I feel like the concern underpinning this aged pretty well. UK and European nations can no longer rely on their relationships and agreements with US companies, because of the US government - especially as they move towards needing the most cutting-edge tech embedded in more critical processes.
I wonder the degree to which the USG has thought through the consequences of this.
"What we now know, as of last Friday at 5:01pm DC time, is that no agreement made with one of these companies can be relied on. No red lines mutually agreed on can be trusted. Yes, Dean (and Anton, and others) are right that the UK, Europe and others are at a massive and likely IMO insurmountable structural disadvantage to get to the frontier. But even having sub-frontier systems at this point may be preferable to this degree of vulnerability."
Aw hell, let's spell it out. If they're willing to do this to one of their own, because they hold the line on domestic surveillance - what does this mean for us 'allies' who partner with and use this tech?
There's the leverage over withholding the tech once it's embedded in our economies and essential to functioning economies. Play it forward. Next time they want to demand to overrule territorial sovereignty like Greenland? Next time we have airbases they want to use for a war we haven't agreed to be in?
And there's the surveillance. These tools will become very powerful in the coming years, Anthropic aren't wrong about that. And our economic, health, commercial and perhaps even security data will be in there.

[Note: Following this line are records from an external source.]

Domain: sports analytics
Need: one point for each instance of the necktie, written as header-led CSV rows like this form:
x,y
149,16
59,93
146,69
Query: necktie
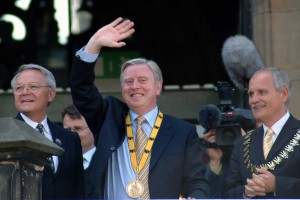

What we now know, as of last Friday at 5:01pm DC time, is that no agreement made with one of these companies can be relied on. No red lines mutually agreed on can be trusted. Yes, Dean (and Anton, and others) are right that the UK, Europe and others are at a massive and likely IMO insurmountable structural disadvantage to get to the frontier. But even having sub-frontier systems at this point may be preferable to this degree of vulnerability.
And of course, the topic I worry most about: coordination around navigating safety and risk. Hard to know where even to start, but it's not good. I'll write more on this when I can.